Con la polemica su parentopoli si sta nascondendo la piaga del localismo

Il secondo aspetto che sconcerta è che il quadro, dipinto a tinte così fosche, di un mondo dominato solo da corruzione e clientelismo, finisce col produrre un risultato paradossale: porta tutti coloro (la maggioranza) che in questo mondo operano ma non si riconoscono in quel quadro a rifiutare sdegnosamente le accuse, in tal modo rendendo più difficile affrontare i problemi strutturali che sono alla radice degli effettivi malfunzionamenti e degli esiti perversi. Quando ad esempio tutto il meccanismo dei concorsi viene ricondotto a una gigantesca “parentopoli”, di cui si citano casi circoscritti a sedi e facoltà specifiche come se caratterizzassero tutto il sistema universitario italiano, si finisce paradossalmente con il distogliere l’attenzione da quelli che sono nodi reali da sciogliere nel sistema di reclutamento in Italia: ad esempio il tradizionale “favor loci” che porta a esimere parzialmente il candidato locale da una competizione puramente basata sul merito, l’assenza di obblighi di valutazione periodica che riduce a poco più di una formalità persino la procedura della “conferma in ruolo”, ecc.
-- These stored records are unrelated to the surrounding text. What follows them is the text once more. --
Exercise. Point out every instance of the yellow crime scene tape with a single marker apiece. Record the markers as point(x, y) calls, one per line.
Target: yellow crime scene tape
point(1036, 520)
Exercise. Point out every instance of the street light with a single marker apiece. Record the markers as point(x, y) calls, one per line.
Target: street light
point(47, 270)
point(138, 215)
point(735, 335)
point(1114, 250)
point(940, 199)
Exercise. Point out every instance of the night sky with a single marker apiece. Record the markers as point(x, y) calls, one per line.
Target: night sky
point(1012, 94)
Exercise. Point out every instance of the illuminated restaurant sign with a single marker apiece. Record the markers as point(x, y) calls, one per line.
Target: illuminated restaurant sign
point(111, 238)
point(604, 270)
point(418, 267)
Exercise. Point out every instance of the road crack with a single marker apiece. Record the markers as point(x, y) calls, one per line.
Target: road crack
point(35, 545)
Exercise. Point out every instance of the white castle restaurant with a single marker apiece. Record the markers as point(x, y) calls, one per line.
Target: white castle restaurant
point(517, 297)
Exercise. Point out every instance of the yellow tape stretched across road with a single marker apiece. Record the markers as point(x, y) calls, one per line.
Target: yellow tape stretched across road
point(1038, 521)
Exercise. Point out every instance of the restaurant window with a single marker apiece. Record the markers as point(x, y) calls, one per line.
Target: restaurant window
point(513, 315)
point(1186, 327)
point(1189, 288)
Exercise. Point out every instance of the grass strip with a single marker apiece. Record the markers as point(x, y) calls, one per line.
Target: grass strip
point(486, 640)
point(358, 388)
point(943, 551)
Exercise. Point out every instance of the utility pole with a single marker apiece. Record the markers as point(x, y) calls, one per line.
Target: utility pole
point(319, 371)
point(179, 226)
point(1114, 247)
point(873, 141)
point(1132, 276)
L’ingenua fiducia nel “mercato” è contraddetta da tutte le esperienze internazionali

Il terzo aspetto che sconcerta è il semplicismo o la finta ingenuità con cui vengono proposte soluzioni alternative, come se fossero a portata di mano e facili da adottare se solo ve ne fosse la volontà. Da questo punto di vista, i “medaglioni” che offriremo nel 4° capitolo sui sistemi di governance e sui sistemi di reclutamento che si sono succeduti nel tempo negli altri paesi europei mostrano la grande variabilità e la straordinaria instabilità delle soluzioni adottate. Segno inequivocabile del fatto che si tratta di problemi molto complessi, per i quali non esiste una ricetta facile e sicura. Tutti i sistemi europei si sono evoluti verso una maggiore autonomia concessa alle università in cambio di maggiore disponibilità a essere valutate, verso una ricerca di accountability nei confronti della società, verso meccanismi che consentano maggiore efficienza, trasparenza ed equità. Ma non esiste una one best way che si possa semplicemente imitare, un sistema che di per sé garantisca risultati ottimali.
E’ in particolare l’ingenua fiducia nel mercato e nella sua capacità di produrre automaticamente soluzioni ottimali se lo si lasciasse libero di operare – proprio in una fase storica in cui le
market failures sono al centro dell’attenzione in tutto il mondo.. – quella che lascia più perplessi in molte delle “ricette” che circolano nel discorso pubblico. Fiducia totale nei meccanismi di mercato, che frequentemente si accompagna a una derisione degli appelli a una maggiore etica professionale. Eppure, persino nel “mercato” dei professori più aperto del mondo, quello delle università d’élite americane, l’elemento cruciale non è il mercato stesso, ma l’importanza della reputazione nella comunità scientifica.